# The firing techniques of the militia's of Liberia



## syscom3 (Dec 14, 2005)

I was laughing so hard, I scared my neighbors dog!

"The Definitive Guide to Gangsta Hip-Hop Urban"?

http://www.ar15.com/forums/topic.html?b=1&f=5&t=414704&page=1


----------



## lesofprimus (Dec 14, 2005)

Gotta remember guys, I was in Liberia, so this is alittle funnier to me than the norm... Great post syscom.... The dude with the life preserver is priceless...


----------



## Gnomey (Dec 14, 2005)

Good stuff syscom. The guy with the life jacket was hiliarious!


----------



## evangilder (Dec 14, 2005)

I guess ammo must be cheap there, they seem to waste a lot of it!


----------



## the lancaster kicks ass (Dec 14, 2005)

> This Militiaman executes the one handed high overhead blind shot. It is often used to indicate that "Da Brizzles over there".



that's the best one!


----------



## cheddar cheese (Dec 14, 2005)

Nah the Homeless man AA is the best.

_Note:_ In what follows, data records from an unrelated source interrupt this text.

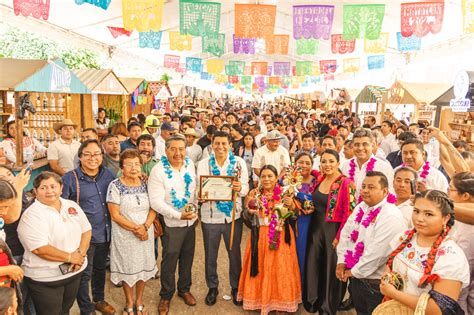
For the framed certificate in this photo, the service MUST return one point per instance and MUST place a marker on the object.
(216, 188)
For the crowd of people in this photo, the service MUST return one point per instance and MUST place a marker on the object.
(341, 213)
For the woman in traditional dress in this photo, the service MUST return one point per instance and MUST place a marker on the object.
(333, 197)
(270, 278)
(427, 260)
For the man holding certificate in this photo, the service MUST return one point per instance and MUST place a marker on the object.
(223, 179)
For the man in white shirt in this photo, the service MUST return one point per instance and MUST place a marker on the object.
(414, 156)
(171, 186)
(389, 143)
(364, 243)
(216, 217)
(272, 153)
(356, 168)
(402, 184)
(61, 152)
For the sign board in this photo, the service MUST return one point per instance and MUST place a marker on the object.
(461, 102)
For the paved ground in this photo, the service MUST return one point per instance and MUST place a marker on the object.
(199, 289)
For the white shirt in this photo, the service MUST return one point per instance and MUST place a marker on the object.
(209, 211)
(359, 176)
(450, 263)
(159, 191)
(279, 158)
(42, 225)
(376, 238)
(64, 153)
(389, 144)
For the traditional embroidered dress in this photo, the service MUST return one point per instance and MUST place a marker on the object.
(276, 287)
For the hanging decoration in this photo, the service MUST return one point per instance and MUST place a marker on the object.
(421, 18)
(376, 62)
(103, 4)
(244, 45)
(171, 61)
(119, 31)
(180, 42)
(213, 44)
(304, 67)
(150, 39)
(194, 64)
(199, 18)
(39, 9)
(376, 46)
(306, 46)
(312, 21)
(281, 68)
(277, 44)
(412, 43)
(254, 20)
(468, 16)
(341, 46)
(215, 66)
(351, 65)
(362, 20)
(259, 68)
(142, 15)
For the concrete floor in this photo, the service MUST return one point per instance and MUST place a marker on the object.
(199, 289)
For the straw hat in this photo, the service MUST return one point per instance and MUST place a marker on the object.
(66, 122)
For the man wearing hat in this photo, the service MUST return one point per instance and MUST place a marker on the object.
(167, 130)
(272, 153)
(61, 152)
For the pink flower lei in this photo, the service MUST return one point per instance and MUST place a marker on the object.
(351, 258)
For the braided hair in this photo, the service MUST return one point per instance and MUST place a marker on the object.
(447, 208)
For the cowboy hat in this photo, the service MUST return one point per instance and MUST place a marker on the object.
(66, 122)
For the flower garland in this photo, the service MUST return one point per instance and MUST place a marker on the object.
(351, 258)
(178, 203)
(223, 206)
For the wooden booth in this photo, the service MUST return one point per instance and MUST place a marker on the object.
(47, 88)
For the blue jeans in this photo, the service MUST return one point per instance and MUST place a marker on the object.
(95, 274)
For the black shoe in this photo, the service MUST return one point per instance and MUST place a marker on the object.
(346, 305)
(233, 292)
(211, 296)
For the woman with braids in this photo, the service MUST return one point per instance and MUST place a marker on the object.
(427, 259)
(461, 191)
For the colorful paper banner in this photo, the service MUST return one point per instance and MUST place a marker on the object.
(119, 31)
(215, 66)
(312, 21)
(244, 45)
(171, 61)
(375, 62)
(420, 18)
(194, 64)
(468, 16)
(103, 4)
(213, 44)
(281, 68)
(259, 67)
(142, 15)
(376, 46)
(341, 46)
(277, 44)
(150, 39)
(37, 9)
(306, 46)
(362, 20)
(412, 43)
(254, 20)
(180, 42)
(199, 18)
(351, 65)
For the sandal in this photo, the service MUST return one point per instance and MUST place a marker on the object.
(141, 309)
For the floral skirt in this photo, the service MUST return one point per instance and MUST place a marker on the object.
(277, 285)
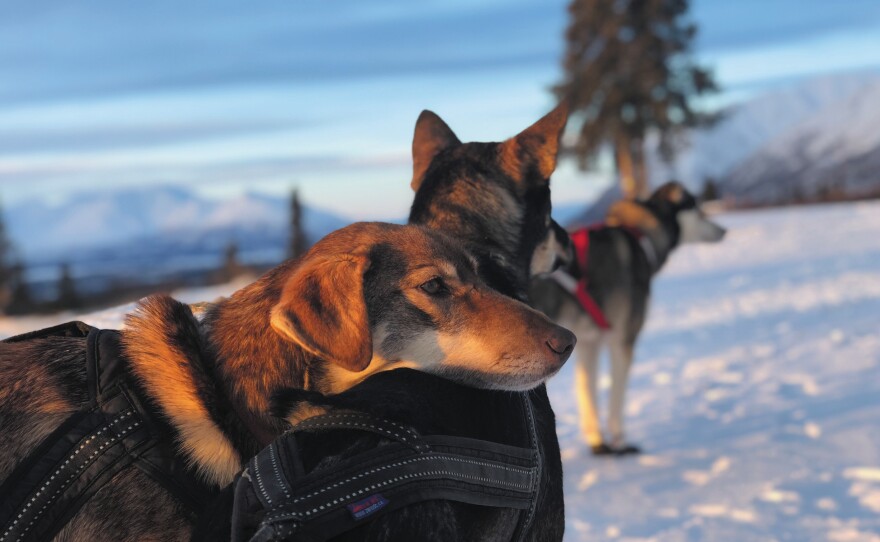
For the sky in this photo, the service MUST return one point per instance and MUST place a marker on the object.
(223, 97)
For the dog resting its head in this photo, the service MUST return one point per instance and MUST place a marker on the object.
(372, 297)
(495, 197)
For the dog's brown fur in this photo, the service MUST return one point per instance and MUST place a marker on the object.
(367, 298)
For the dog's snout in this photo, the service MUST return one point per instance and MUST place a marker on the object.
(562, 343)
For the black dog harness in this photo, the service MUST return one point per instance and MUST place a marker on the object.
(115, 431)
(276, 499)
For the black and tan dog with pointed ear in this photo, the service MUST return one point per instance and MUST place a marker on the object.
(366, 299)
(494, 198)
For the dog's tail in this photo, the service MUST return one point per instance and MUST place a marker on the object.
(169, 359)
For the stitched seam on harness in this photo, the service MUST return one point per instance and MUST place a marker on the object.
(259, 478)
(527, 471)
(378, 485)
(537, 473)
(65, 484)
(401, 463)
(329, 417)
(272, 454)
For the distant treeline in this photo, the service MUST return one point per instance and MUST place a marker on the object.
(18, 296)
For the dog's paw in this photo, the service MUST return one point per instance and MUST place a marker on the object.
(604, 449)
(627, 449)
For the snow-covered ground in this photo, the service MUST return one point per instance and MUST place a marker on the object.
(755, 393)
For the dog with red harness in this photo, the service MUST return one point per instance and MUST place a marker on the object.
(603, 295)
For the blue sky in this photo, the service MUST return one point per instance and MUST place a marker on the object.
(225, 96)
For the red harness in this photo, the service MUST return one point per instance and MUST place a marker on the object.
(581, 241)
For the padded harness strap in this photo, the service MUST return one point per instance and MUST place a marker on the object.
(413, 468)
(74, 461)
(111, 433)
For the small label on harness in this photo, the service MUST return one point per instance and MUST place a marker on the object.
(367, 507)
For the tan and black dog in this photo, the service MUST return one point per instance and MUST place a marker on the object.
(367, 298)
(494, 198)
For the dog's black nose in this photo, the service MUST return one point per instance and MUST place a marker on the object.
(562, 342)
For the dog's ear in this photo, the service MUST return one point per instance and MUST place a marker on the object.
(432, 135)
(631, 214)
(536, 147)
(323, 310)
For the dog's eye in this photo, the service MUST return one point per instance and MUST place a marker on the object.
(433, 286)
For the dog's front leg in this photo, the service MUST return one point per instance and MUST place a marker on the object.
(586, 375)
(621, 361)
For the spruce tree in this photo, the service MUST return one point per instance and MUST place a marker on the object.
(628, 72)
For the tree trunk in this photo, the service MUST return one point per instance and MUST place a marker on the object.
(624, 161)
(640, 171)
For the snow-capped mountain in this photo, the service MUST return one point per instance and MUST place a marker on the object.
(836, 149)
(155, 219)
(764, 146)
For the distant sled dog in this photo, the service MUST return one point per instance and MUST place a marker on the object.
(603, 294)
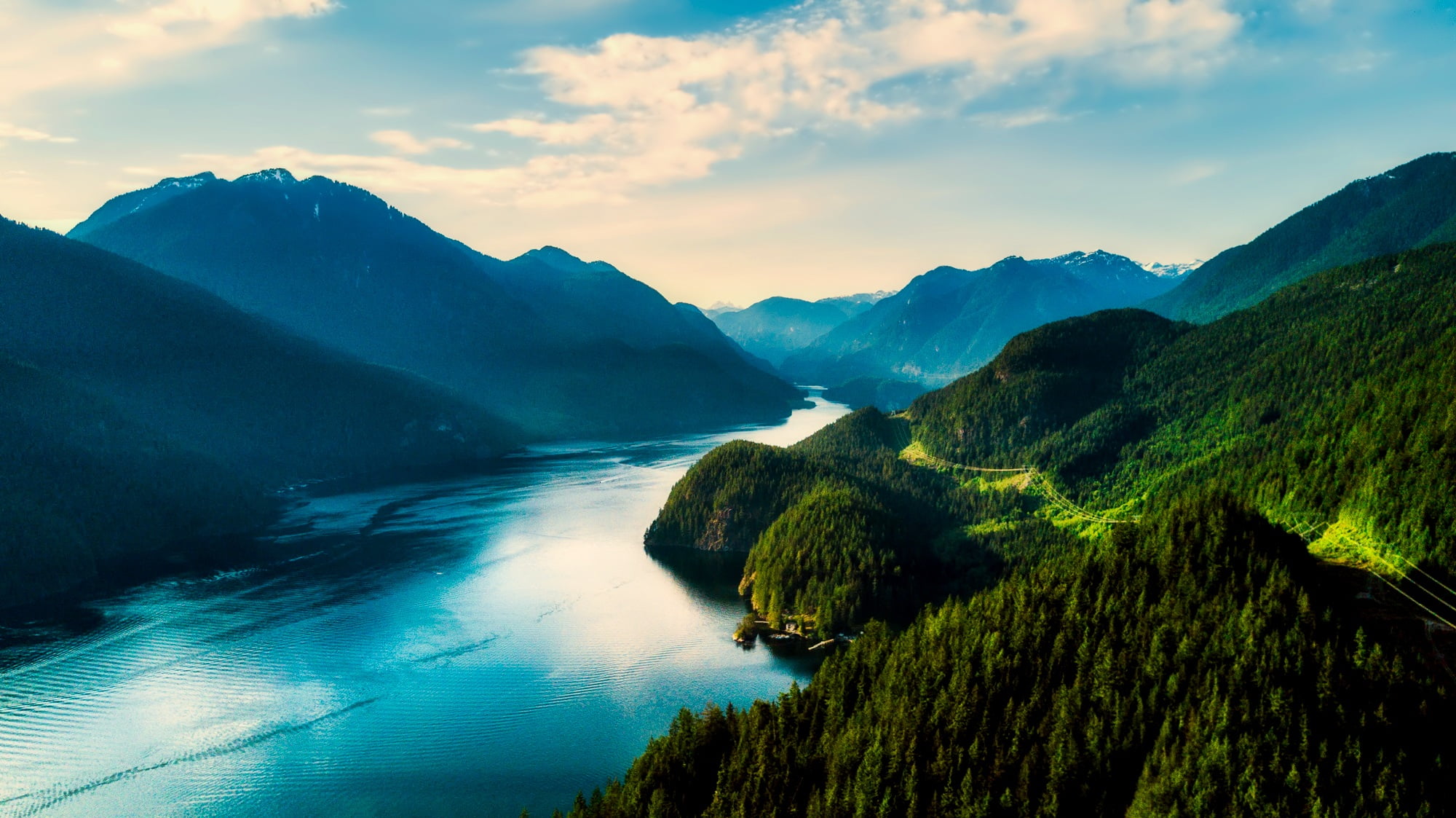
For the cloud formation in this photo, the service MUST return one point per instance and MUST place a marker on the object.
(43, 47)
(650, 111)
(669, 108)
(9, 131)
(404, 141)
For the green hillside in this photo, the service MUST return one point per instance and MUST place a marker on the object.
(1413, 205)
(1198, 660)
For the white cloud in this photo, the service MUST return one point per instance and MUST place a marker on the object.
(9, 131)
(1021, 118)
(668, 108)
(43, 47)
(404, 141)
(659, 109)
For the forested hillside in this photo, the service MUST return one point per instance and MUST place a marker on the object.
(949, 322)
(1198, 660)
(1413, 205)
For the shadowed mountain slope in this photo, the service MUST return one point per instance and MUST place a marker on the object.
(561, 347)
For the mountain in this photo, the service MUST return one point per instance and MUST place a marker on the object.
(950, 320)
(775, 328)
(1412, 205)
(601, 303)
(143, 411)
(1224, 589)
(561, 347)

Awesome


----------



## the lancaster kicks ass (Dec 14, 2005)

the spring out the mag. doesn't look real though.........


----------



## syscom3 (Dec 14, 2005)

I like the one where hes holding a feather duster.

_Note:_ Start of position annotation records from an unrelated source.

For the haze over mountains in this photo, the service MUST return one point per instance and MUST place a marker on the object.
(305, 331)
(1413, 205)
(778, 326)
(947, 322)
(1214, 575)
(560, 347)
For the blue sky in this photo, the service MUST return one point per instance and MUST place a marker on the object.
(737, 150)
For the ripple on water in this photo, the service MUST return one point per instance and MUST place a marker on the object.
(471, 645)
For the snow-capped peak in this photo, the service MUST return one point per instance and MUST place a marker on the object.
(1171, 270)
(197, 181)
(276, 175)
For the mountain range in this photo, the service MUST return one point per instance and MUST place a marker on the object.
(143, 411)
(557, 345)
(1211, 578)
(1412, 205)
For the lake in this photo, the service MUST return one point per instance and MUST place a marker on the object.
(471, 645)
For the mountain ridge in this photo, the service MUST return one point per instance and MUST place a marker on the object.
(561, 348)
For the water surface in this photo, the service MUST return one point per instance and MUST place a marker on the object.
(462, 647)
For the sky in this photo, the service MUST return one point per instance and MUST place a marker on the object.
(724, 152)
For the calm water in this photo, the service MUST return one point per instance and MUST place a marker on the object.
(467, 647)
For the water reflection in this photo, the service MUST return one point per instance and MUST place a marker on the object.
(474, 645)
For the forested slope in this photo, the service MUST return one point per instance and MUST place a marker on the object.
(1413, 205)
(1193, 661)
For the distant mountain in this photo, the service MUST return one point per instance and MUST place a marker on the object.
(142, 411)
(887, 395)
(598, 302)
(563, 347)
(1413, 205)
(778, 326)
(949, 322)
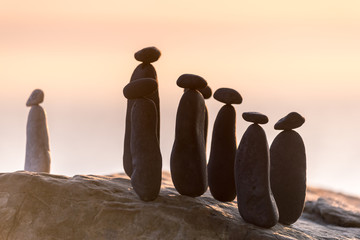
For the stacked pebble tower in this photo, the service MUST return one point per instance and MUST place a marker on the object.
(144, 144)
(256, 203)
(37, 157)
(223, 147)
(143, 70)
(288, 169)
(188, 158)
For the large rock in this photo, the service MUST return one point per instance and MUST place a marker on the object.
(44, 206)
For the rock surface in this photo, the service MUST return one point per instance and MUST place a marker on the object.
(255, 117)
(291, 121)
(37, 157)
(228, 96)
(44, 206)
(191, 81)
(36, 97)
(140, 88)
(148, 55)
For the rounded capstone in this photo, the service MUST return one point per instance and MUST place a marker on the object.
(291, 121)
(191, 81)
(140, 88)
(206, 92)
(228, 96)
(36, 97)
(148, 55)
(255, 117)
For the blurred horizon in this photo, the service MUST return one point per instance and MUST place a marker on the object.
(281, 56)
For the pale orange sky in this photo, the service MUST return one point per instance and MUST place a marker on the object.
(281, 56)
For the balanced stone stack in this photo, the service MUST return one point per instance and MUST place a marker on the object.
(207, 93)
(144, 143)
(223, 147)
(37, 157)
(188, 158)
(143, 70)
(256, 203)
(288, 169)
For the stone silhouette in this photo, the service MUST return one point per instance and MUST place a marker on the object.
(223, 147)
(288, 169)
(144, 144)
(37, 157)
(143, 70)
(188, 158)
(255, 200)
(207, 93)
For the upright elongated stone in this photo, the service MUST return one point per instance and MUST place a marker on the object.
(144, 144)
(145, 151)
(223, 147)
(206, 92)
(255, 200)
(222, 156)
(143, 70)
(288, 169)
(37, 157)
(188, 158)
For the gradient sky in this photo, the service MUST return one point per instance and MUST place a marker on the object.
(282, 56)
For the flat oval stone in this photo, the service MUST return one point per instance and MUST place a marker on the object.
(191, 81)
(36, 97)
(228, 96)
(290, 121)
(255, 117)
(206, 92)
(140, 88)
(148, 55)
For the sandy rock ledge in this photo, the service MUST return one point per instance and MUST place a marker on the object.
(45, 206)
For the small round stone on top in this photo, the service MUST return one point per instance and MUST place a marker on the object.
(255, 117)
(291, 121)
(206, 92)
(140, 88)
(191, 81)
(228, 96)
(148, 55)
(36, 97)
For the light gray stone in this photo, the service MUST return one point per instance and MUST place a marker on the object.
(45, 206)
(36, 97)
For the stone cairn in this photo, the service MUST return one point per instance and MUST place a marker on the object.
(223, 147)
(256, 203)
(207, 93)
(143, 70)
(144, 143)
(288, 169)
(188, 158)
(37, 157)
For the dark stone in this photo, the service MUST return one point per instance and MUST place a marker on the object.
(206, 92)
(291, 121)
(228, 96)
(255, 117)
(255, 200)
(148, 55)
(141, 71)
(222, 156)
(288, 175)
(145, 151)
(142, 87)
(188, 158)
(191, 81)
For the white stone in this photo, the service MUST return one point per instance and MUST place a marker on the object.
(37, 157)
(36, 97)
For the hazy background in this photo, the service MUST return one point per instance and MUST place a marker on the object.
(282, 56)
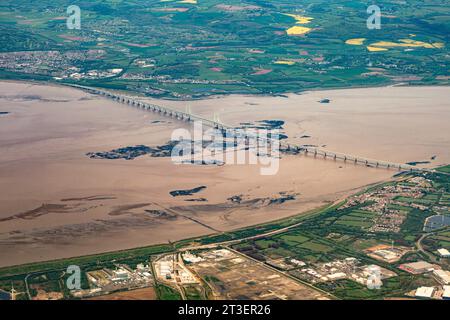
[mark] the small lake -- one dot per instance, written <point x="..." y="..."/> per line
<point x="436" y="222"/>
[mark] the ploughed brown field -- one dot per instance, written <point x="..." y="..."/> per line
<point x="57" y="202"/>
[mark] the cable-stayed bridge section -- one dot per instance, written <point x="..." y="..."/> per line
<point x="306" y="150"/>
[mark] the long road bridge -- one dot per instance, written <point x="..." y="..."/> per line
<point x="306" y="150"/>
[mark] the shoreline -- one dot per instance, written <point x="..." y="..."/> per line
<point x="99" y="124"/>
<point x="221" y="95"/>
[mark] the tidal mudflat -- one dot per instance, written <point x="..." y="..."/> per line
<point x="55" y="201"/>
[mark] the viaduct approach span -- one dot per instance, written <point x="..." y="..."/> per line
<point x="308" y="151"/>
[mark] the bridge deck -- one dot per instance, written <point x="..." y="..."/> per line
<point x="184" y="116"/>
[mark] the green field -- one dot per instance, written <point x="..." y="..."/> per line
<point x="179" y="50"/>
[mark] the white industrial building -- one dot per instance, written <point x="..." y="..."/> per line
<point x="444" y="253"/>
<point x="446" y="294"/>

last night when I saw that is when I lost control, and laughed so hard I scared my baby, my wife and the dog!


----------



## FLYBOYJ (Dec 14, 2005)

You don't need smart bombs to kill those guys.


----------



## CharlesBronson (Dec 15, 2005)

> I guess ammo must be cheap there, they seem to waste a lot of it!



I was thinking the same...funny but scary pictures at the same time.


----------



## lesofprimus (Dec 15, 2005)

Most of em had enough ammo to fill a couple of clips... Unfortunatly, just about everyone had an AK or FN, including 12 year old kids.... That place was nothing more than a cesspool full of turds...

Human life there = about $1.75.... Alot of raping and pillaging....


----------



## evangilder (Dec 15, 2005)

Sounds like about the last place anyone would want to be.


----------



## lesofprimus (Dec 15, 2005)

The place was almost as bad as Haiti evan, and as u know, that Op is what caused me to leave ST2 and become a civilian operator... Its very VERY difficult to shoot young kids, and once u start becoming used to it, its time to get out...


----------



## evangilder (Dec 16, 2005)

Understood.


----------